New York Tobacco Flavor Ban Would Hurt Small Businesses

NYACS estimates the state would lose $3.4 billion in tax revenue and eliminate 1,200 jobs.

January 11, 2021

ALBANY, N.Y.—Outlawing the sale of flavored tobacco products for adults—such as cherry pipe tobacco and menthol cigarettes—would deepen New York State’s budget hole, threaten the survival of thousands of mom-and-pop retailers, and place the jobs of frontline workers at these businesses at risk.
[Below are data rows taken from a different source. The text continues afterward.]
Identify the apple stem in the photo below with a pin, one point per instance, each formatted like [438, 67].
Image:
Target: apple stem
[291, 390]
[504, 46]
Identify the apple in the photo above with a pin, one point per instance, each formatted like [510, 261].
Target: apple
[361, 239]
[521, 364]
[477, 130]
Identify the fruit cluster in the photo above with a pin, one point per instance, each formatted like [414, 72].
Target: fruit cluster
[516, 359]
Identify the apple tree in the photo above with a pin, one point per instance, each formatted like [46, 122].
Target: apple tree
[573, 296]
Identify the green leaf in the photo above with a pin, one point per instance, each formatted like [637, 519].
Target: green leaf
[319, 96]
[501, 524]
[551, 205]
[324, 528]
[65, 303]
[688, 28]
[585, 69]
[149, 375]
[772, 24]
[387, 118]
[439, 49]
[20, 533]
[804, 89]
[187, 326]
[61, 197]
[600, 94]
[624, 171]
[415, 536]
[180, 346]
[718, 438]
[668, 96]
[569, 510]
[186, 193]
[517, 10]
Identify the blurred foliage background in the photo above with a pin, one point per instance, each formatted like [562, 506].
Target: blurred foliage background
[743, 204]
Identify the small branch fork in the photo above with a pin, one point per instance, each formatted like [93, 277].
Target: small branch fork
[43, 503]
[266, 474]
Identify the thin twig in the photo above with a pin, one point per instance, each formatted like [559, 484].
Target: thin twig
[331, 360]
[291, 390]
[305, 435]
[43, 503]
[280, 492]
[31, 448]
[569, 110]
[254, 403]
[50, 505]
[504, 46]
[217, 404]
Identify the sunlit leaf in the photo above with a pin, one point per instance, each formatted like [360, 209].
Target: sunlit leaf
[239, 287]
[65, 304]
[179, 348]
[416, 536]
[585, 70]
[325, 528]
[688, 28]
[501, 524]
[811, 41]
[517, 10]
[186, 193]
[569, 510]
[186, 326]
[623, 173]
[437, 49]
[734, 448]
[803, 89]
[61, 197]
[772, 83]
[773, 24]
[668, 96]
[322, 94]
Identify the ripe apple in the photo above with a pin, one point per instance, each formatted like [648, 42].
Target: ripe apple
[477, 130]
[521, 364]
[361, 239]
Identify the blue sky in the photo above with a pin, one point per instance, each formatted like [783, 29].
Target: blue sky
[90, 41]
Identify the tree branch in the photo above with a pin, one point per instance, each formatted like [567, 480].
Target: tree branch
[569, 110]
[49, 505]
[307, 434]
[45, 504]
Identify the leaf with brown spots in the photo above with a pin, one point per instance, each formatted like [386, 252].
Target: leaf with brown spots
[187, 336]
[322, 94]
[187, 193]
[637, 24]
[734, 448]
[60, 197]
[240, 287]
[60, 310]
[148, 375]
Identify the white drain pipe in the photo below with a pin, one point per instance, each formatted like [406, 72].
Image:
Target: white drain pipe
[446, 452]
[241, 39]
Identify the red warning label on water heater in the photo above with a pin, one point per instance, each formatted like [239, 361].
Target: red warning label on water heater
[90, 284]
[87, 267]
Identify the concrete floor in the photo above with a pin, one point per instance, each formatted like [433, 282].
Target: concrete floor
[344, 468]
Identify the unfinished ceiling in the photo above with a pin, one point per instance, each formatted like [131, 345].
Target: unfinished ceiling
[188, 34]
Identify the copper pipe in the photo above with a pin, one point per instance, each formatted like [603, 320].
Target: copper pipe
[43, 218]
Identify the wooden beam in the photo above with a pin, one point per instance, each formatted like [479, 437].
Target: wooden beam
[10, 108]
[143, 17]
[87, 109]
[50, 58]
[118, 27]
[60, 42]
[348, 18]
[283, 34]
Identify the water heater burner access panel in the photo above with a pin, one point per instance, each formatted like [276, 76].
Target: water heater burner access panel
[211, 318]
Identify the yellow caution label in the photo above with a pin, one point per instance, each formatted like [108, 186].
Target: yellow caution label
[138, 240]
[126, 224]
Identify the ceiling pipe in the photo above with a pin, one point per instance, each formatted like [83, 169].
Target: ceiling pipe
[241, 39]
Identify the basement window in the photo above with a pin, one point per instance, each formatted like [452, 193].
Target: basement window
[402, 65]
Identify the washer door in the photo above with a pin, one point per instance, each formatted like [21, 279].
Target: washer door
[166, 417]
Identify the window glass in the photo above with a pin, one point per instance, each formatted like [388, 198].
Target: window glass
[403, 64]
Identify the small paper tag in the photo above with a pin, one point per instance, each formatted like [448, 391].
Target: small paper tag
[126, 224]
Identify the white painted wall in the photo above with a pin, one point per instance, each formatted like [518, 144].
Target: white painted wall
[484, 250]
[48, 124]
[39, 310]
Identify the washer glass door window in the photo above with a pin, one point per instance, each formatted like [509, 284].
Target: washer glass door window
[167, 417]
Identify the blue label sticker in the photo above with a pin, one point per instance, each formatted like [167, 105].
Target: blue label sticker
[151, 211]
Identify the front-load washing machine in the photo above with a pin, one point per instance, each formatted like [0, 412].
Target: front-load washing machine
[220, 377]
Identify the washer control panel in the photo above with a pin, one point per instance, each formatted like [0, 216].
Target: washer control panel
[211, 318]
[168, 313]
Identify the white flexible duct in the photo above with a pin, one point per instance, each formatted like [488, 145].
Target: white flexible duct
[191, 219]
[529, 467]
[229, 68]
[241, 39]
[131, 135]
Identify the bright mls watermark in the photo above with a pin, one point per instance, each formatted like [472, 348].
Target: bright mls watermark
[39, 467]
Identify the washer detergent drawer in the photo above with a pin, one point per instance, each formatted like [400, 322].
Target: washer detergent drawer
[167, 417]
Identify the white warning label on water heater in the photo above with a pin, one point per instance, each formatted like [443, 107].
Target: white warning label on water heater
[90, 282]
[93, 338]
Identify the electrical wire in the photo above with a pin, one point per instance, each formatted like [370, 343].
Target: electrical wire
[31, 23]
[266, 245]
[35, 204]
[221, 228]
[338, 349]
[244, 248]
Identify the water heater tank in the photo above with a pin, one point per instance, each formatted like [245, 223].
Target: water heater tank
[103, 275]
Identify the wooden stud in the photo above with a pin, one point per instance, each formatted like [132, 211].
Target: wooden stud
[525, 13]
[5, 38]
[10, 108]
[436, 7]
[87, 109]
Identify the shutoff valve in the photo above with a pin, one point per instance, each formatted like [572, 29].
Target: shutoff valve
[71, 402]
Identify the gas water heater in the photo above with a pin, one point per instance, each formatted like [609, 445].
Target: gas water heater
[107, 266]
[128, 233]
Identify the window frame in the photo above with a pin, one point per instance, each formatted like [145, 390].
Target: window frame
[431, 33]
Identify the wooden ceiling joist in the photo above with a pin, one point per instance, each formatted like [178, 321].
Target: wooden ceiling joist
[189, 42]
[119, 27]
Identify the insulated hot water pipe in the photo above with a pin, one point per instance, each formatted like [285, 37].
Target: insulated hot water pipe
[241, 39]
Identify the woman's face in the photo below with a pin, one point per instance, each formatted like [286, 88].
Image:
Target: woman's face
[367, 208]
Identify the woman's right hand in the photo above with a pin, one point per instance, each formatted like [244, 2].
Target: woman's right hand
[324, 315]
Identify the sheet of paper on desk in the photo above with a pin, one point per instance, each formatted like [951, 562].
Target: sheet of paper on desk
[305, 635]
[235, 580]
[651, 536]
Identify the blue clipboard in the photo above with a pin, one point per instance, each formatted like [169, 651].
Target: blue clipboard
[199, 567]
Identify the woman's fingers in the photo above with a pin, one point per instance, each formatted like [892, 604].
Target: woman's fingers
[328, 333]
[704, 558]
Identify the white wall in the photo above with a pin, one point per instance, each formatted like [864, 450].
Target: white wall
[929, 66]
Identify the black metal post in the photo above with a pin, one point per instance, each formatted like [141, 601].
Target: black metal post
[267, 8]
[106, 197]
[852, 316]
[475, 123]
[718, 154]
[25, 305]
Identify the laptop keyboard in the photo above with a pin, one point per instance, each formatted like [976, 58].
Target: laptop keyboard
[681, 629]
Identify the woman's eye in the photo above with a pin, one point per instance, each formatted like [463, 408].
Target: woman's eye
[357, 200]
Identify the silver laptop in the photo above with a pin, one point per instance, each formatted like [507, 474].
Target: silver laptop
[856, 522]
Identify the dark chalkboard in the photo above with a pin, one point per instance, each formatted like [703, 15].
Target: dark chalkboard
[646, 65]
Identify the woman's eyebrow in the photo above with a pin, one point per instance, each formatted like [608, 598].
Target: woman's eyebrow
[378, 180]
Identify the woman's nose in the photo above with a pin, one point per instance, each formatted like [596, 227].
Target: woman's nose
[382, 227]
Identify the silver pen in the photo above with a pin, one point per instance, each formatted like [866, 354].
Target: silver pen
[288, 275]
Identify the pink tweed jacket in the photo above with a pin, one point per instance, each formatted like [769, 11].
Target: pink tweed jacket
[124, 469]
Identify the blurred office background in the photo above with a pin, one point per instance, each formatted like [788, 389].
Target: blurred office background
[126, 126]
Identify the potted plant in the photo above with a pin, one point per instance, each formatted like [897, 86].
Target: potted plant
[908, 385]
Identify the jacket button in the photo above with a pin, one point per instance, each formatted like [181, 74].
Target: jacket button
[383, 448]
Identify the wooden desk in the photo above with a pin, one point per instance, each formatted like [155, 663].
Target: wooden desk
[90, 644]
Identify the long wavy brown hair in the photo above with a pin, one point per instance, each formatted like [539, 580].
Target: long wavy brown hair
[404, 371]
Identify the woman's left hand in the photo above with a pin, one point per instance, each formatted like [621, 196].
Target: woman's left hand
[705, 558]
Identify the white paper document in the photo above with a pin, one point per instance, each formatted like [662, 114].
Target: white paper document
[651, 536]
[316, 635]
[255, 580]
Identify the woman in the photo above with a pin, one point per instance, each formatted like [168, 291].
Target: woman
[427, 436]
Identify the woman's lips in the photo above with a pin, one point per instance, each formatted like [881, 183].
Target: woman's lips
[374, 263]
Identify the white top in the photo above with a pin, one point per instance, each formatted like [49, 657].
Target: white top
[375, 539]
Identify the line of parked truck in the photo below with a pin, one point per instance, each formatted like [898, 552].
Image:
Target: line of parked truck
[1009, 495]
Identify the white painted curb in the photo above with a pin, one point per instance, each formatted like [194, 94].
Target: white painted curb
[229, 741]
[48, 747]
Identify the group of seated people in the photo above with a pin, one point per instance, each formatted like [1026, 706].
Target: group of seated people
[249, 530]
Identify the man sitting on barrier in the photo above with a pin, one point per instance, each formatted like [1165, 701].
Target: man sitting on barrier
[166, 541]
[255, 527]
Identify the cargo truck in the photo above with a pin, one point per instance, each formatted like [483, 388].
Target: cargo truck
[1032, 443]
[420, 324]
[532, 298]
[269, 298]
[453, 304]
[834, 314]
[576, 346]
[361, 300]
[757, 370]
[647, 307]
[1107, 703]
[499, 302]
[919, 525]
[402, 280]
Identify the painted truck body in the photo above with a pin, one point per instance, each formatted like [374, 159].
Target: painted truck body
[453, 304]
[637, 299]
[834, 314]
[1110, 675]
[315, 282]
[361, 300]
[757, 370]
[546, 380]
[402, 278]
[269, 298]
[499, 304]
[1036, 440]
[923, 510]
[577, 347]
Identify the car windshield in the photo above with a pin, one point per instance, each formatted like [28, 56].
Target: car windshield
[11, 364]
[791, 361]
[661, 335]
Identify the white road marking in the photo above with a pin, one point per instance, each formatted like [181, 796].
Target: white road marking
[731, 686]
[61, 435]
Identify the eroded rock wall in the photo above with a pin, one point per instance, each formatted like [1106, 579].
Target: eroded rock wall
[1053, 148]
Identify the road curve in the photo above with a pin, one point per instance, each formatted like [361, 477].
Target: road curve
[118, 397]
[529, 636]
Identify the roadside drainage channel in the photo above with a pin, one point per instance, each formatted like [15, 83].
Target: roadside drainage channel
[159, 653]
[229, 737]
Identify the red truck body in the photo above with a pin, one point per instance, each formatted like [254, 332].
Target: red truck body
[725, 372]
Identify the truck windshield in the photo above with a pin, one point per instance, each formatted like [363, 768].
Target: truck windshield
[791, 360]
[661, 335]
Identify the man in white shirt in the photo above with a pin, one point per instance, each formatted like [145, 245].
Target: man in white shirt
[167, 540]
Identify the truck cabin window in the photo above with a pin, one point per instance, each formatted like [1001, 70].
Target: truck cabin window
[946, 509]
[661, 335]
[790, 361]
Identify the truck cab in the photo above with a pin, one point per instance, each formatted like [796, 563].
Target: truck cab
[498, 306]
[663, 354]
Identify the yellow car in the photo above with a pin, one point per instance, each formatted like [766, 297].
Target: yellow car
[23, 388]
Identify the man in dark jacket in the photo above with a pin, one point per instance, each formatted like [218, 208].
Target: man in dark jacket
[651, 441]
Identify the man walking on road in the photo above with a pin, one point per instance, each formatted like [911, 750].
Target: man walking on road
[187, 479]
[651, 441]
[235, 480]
That’s the conclusion of an economic study performed by Regional Economic Models Inc. (REMI) for the New York Association of Convenience Stores (NYACS).

REMI estimated the proposed action would cost the state $3.4 billion in tax revenue over the next decade, cost shop owners nearly $500 million annually in lost sales and eliminate 1,200 jobs in retail and related industries.

Legislation introduced in the state Senate and Assembly would bar New York’s 21,000 licensed tobacco outlets from selling flavored tobacco products to age-verified customers. A law that took effect July 1, 2020, already prohibits them from selling flavored vaping products. New York City additionally bans the sale of flavored non-cigarette tobacco products.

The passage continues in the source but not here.